At least five people were reported killed on Saturday in an apparent “terrorist” attack in the capital Mogadishu, and the United Arab Emirates’ defense ministry said three of the dead were Emirati soldiers and one was a Bahraini officer. A fifth fatality was presumed to be a Somali officer.
In a post on X, the UAE Ministry of Defense said the victims were part of a mission to train Somali Armed Forces, under a program which falls within a military cooperation agreement between UAE and Somalia, the statement said.
The ministry did not give other details about the attack but said the UAE “continues to coordinate and cooperate with the Somali government in investigating” the act.
A Reuters report, quoting a Somali army officer and hospital staff as sources, said the gunman was also shot dead at the Gordon military base managed by the UAE.

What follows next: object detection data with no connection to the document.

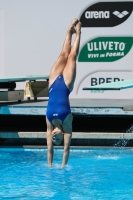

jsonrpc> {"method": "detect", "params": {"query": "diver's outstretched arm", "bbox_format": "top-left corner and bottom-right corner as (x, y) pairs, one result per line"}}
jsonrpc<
(63, 22), (81, 91)
(49, 18), (78, 86)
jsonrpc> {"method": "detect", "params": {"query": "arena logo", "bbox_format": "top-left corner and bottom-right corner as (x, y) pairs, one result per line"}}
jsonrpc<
(78, 37), (133, 62)
(80, 1), (133, 27)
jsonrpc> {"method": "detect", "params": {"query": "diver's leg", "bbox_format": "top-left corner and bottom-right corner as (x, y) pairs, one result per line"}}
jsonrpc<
(49, 18), (78, 86)
(63, 22), (81, 91)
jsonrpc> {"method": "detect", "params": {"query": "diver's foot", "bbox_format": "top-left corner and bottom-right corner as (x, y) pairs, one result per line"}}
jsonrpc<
(68, 18), (79, 34)
(75, 21), (82, 34)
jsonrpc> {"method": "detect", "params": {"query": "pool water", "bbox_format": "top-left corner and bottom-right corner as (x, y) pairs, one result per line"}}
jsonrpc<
(0, 148), (133, 200)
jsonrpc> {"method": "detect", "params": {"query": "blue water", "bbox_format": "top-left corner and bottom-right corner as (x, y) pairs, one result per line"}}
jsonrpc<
(0, 148), (133, 200)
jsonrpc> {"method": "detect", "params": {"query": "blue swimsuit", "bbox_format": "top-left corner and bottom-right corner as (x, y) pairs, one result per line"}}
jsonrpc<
(46, 74), (71, 124)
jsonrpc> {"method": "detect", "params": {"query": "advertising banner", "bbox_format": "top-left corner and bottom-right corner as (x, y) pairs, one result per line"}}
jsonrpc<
(0, 0), (133, 99)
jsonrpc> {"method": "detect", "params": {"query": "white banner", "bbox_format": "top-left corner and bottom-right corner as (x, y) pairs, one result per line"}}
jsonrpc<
(0, 0), (133, 99)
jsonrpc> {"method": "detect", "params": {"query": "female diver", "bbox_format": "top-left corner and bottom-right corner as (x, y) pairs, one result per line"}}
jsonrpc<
(46, 18), (81, 168)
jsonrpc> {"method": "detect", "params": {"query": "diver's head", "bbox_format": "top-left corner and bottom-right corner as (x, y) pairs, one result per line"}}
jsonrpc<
(52, 127), (63, 145)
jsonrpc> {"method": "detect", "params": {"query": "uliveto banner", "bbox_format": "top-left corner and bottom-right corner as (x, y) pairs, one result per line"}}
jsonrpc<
(80, 1), (133, 27)
(78, 37), (133, 62)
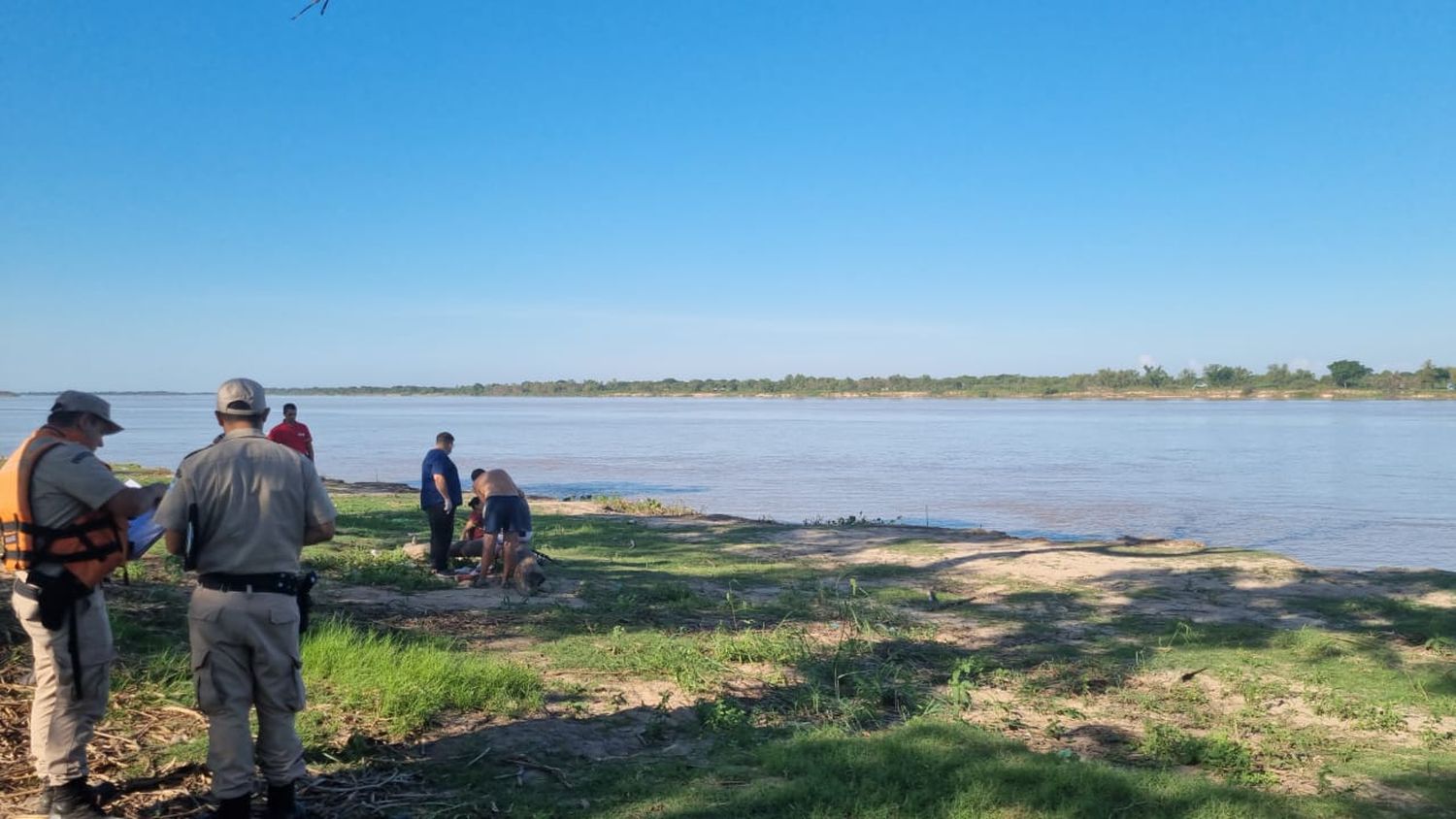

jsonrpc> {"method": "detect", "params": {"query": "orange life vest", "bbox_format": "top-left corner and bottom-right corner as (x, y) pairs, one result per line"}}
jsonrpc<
(0, 426), (128, 589)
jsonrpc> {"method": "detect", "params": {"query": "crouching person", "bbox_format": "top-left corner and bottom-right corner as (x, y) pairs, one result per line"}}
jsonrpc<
(156, 378), (335, 819)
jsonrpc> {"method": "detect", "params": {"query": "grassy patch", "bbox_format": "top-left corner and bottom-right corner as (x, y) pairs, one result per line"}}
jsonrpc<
(303, 618), (544, 737)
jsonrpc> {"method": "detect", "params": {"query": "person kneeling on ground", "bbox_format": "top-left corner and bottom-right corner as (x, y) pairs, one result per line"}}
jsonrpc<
(450, 494), (485, 557)
(471, 470), (541, 591)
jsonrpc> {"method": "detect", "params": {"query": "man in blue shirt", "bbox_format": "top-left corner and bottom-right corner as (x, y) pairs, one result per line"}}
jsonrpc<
(419, 432), (460, 576)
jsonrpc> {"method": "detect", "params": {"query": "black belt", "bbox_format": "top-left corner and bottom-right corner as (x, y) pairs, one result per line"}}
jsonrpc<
(197, 572), (299, 597)
(15, 571), (96, 603)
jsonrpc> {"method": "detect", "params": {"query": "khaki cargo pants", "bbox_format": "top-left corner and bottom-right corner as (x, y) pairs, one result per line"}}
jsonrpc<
(11, 579), (116, 786)
(188, 586), (308, 799)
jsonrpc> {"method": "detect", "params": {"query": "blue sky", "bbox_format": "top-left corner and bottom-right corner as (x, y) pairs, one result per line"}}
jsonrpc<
(0, 0), (1456, 390)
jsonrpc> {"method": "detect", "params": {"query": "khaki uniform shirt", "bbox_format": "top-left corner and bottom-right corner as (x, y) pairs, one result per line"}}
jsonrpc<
(22, 441), (127, 576)
(31, 441), (125, 528)
(156, 429), (337, 574)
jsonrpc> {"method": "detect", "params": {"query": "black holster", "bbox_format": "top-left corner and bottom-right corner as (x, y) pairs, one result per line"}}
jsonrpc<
(296, 572), (319, 636)
(29, 572), (93, 632)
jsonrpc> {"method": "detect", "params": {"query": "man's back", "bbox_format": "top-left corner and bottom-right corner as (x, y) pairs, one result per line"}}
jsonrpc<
(159, 429), (334, 573)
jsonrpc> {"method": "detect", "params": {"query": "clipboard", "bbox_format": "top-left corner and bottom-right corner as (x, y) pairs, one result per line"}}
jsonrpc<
(125, 478), (168, 560)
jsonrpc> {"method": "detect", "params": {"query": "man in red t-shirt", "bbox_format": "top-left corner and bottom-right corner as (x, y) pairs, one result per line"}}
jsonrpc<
(268, 405), (314, 461)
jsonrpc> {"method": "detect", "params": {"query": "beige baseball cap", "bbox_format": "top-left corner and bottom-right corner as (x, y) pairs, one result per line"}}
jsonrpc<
(51, 390), (121, 435)
(217, 378), (268, 414)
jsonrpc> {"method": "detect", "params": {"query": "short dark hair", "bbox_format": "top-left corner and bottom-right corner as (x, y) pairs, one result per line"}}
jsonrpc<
(46, 410), (87, 430)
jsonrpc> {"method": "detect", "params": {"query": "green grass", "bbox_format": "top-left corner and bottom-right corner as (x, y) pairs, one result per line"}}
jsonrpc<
(303, 618), (544, 737)
(454, 721), (1379, 819)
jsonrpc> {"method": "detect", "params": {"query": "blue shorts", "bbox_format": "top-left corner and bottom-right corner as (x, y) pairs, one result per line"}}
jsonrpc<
(480, 495), (532, 536)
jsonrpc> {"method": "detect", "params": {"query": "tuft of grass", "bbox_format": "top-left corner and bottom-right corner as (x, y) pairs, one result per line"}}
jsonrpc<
(1138, 723), (1274, 786)
(591, 495), (698, 518)
(303, 617), (544, 737)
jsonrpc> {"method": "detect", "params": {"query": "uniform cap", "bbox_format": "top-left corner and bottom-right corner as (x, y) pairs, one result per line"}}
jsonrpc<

“The soldier opened fire on the UAE trainers and Somali military officials when they started praying,” said the officer, who gave his name only as Ahmed.
“We understand the soldier had defected from Al-Shabab before he was recruited as a soldier by Somalia and UAE,” the officer told Reuters.
Al Shabab, linked to Al-Qaeda, claimed responsibility for the attack via a statement on its Radio al Andalus and said its fighters had killed 17 soldiers.
Two nurses and a doctor at the Erdogan Hospital in Mogadishu, who asked not to be named, said about 10 injured Somali soldiers had also been brought to the hospital.
Somalia’s President Hassan Sheikh Mohamud in a statement on state media offered his condolences to the UAE following the incident.
Al Shabab has waged an insurgency against the Somali government since 2006 to try to establish its own rule.